Gameromancer è il mio giocattolo. Un giocattolo per cui ho fatto i capricci fin dall’apertura di I Love Videogames e che l’anno scorso, finalmente, sono riuscito a far partire con la complicità di quello scappato di casa che risponde al nome di Antonino Lupo e della squadra che ho trascinato dietro al podcast. Ma è con quest’anno che Gameromancer è veramente esploso, diventando il prodotto che volevo che diventasse: abbiamo trovato una formula che sembra funzionare, siamo decisamente meno “rigidi” – anzi, a volte caghiamo fuori dal vaso da questo punto di vista – e soprattutto ci siamo tolti tantissime soddisfazioni. È stato davvero un piacere avere in puntata Dr. Game per parlare di questo ritorno degli anni ’90, ed è stato dannatamente figo passare un’oretta e spiccioli in compagnia di Alessandro Taini. Cioè, ho (più o meno) intervistato l’Art Director di DmC Devil May Cry, quasi non ci si crede. E ho parlato con lui di quello che al momento è il progetto più interessante della generazione…

 

5. Hellblade
Perché un gioco, almeno uno, doveva finire in top 10
Il progetto più importante dell’anno, e il mio GOTY (assieme a Superhot VR)

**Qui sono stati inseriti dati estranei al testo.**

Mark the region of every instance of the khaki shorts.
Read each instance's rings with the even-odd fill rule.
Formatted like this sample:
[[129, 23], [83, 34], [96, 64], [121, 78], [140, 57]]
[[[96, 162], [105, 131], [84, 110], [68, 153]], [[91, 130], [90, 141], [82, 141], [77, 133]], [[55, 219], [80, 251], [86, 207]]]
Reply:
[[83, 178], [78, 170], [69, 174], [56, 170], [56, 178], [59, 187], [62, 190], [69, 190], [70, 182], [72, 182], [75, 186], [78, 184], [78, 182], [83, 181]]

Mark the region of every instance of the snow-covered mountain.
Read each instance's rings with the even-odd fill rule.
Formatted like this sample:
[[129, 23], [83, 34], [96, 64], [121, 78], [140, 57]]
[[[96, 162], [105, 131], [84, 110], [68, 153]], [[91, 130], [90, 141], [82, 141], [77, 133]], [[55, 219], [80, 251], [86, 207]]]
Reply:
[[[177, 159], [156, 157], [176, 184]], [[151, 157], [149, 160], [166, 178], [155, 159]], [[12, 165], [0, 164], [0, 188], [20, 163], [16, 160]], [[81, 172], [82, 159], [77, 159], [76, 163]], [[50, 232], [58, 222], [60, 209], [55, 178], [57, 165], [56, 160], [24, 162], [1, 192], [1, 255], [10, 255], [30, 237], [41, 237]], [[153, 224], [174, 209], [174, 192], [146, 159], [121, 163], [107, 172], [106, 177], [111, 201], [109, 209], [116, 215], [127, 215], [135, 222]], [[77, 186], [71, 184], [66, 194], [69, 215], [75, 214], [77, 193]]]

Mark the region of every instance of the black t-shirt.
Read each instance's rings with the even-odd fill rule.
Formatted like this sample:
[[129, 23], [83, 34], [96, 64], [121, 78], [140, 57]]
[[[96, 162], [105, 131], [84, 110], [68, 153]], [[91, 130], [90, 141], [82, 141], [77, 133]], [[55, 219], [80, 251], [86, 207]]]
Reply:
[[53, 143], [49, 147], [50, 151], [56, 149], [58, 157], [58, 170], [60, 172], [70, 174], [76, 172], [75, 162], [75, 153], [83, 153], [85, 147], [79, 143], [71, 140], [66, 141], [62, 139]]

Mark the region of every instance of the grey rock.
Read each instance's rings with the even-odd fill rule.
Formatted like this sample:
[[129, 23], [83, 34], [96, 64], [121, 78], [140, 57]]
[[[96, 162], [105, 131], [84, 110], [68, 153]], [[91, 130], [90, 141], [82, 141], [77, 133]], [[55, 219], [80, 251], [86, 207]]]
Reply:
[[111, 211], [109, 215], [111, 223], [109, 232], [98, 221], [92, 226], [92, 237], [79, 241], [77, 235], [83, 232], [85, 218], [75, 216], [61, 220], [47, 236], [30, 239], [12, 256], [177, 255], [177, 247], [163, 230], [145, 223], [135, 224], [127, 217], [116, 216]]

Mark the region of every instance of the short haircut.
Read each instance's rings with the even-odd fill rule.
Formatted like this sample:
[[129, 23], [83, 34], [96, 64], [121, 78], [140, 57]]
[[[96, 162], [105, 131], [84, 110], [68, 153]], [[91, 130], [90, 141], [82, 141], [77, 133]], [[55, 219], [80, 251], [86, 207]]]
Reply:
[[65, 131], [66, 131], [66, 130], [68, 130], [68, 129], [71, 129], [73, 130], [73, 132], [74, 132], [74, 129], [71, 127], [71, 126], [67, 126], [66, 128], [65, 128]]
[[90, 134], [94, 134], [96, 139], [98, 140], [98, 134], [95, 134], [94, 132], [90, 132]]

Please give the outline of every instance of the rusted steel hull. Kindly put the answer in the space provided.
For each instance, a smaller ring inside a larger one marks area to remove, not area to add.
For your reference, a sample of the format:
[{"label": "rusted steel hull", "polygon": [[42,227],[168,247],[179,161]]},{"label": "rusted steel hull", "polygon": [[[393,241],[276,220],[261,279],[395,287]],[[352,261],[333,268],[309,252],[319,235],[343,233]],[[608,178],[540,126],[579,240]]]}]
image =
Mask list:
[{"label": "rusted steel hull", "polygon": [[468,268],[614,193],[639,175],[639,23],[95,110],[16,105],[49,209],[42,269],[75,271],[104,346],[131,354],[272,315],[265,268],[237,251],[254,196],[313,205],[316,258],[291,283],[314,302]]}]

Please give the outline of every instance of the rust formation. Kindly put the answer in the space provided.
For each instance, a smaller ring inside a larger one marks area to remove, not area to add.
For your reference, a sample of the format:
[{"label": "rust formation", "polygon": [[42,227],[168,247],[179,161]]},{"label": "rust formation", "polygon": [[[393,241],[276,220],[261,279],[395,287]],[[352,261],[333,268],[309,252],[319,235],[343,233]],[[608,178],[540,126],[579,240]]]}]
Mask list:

Quanto vi ho già annoiato con Hellblade? Prova di maturità (superata con un 100 e lode) di tutto il movimento indie, primo titolo dell’iniziativa #GiocoCopertina portata avanti in collaborazione con i nostri Umpa Lumpa dei Social Network e, al di là di tutto, giocone ispirato come non ne giocavo veramente da troppo tempo. Per quanto mi riguarda c’è un Avanti Hellblade ed un Dopo Hellblade quando si parla di mercato indipendente, e chiunque da oggi decida di fare un videogioco dovrà scontrarsi con l’evidenza dei fatti: si possono fare i soldi – e sfidare a testa alta i grandi nomi dell’industria – anche senza nessuno alle spalle, e la povertà di mezzi in cui si tira su il proprio progetto assomiglierà sempre di più ad una coperta troppo corta, per nascondere i difetti dietro un’idea. Quest’anno mi avete sentire dire spesso che Breath of the Wild è uno dei videogiochi più significativi dell’ultima decade: Hellblade probabilmente lo è anche di più, perché dal punto di vista filosofico è la c*zzo di svolta.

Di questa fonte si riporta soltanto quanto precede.